Last century move didn't exist. The terrible C++ move (which is basically an actual "destructive move" plus a default create step) was invented for C++ 11 which was, as the name suggests, standardised only in 2011.

So back then everybody is using copy assignment semantics. Your compiler might be smart enough, especially for trivial cases, to spot the cheap way to deliver the required semantics, but it might not especially as things get tricky (e.g. a std::vector of std::list) and semantically it's definitely a copy, not a move.

As a result the "non-move" that you're astonished by is how all C++ code last century was written, the semantics you're just assuming as necessary didn't even exist in ISO C++ 98 and it is considered important that such code still works.

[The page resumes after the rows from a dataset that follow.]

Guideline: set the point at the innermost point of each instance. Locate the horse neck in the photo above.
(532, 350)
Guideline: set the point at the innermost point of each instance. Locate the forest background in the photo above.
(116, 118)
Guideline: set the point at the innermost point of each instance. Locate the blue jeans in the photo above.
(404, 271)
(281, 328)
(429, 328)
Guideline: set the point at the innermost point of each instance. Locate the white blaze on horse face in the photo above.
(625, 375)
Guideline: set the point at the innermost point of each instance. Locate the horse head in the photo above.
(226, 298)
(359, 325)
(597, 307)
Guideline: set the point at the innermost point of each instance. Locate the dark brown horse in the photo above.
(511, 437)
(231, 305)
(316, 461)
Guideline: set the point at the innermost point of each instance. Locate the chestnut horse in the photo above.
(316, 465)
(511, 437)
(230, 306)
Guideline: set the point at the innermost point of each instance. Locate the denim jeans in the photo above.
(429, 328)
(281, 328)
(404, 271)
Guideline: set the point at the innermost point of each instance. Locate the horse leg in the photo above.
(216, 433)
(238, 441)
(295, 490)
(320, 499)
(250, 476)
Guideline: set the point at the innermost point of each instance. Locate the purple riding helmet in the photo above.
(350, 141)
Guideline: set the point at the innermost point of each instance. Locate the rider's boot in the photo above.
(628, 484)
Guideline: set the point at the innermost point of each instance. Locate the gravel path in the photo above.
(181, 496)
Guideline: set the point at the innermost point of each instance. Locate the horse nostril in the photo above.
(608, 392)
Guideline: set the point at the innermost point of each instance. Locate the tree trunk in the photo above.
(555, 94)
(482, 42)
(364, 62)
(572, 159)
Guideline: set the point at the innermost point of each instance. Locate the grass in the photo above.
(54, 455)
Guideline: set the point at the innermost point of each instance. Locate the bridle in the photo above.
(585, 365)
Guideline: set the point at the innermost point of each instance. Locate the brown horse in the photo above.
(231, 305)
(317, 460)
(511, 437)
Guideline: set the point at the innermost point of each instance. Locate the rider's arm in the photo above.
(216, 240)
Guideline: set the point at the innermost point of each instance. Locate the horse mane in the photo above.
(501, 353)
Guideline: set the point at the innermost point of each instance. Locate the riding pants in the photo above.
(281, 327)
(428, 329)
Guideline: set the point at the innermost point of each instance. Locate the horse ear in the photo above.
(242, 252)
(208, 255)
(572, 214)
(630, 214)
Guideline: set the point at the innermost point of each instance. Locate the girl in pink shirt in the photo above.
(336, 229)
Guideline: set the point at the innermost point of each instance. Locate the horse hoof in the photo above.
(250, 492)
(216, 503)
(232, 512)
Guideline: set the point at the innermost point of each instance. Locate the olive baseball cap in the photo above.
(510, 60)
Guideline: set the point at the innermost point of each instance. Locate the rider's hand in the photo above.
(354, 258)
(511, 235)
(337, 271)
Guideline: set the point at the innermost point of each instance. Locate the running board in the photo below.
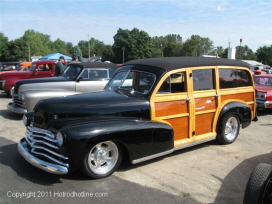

I think the other replies may have misunderstood your question. I think you are asking:

Why does std::vector<T> require T's move constructor to be noexcept (or else it falls back to copying instead)?

The reason goes something like this:

When std::vector<T> grows, it needs to move or copy all of its elements into a new, larger-capacity array. It would prefer to move them, since that's a lot more efficient than copying (for non-trivial types). But what happens if it moves N elements, and then the move constructor for element N+1 throws an exception? Elements 0-N have been moved away already, so the vector is no longer valid as-is. Should it try to move those elements back to the original array? But what if one of those moves fails?

The C++ standards body decided to sidestep this whole problem by saying that std::vector<T> will refuse to use T's move constructor unless it is declared noexcept, so the above problem can't happen.

In my opinion, this was a huge mistake. Intuitively, everyone expects that when an std::vector<T> grows, it's going to move the elements, not making a ton of copies. Often, these copies result in hidden performance problems. Arguably the author of this post is lucky than in their case, the copies resulted in outright failure, thus revealing the problem.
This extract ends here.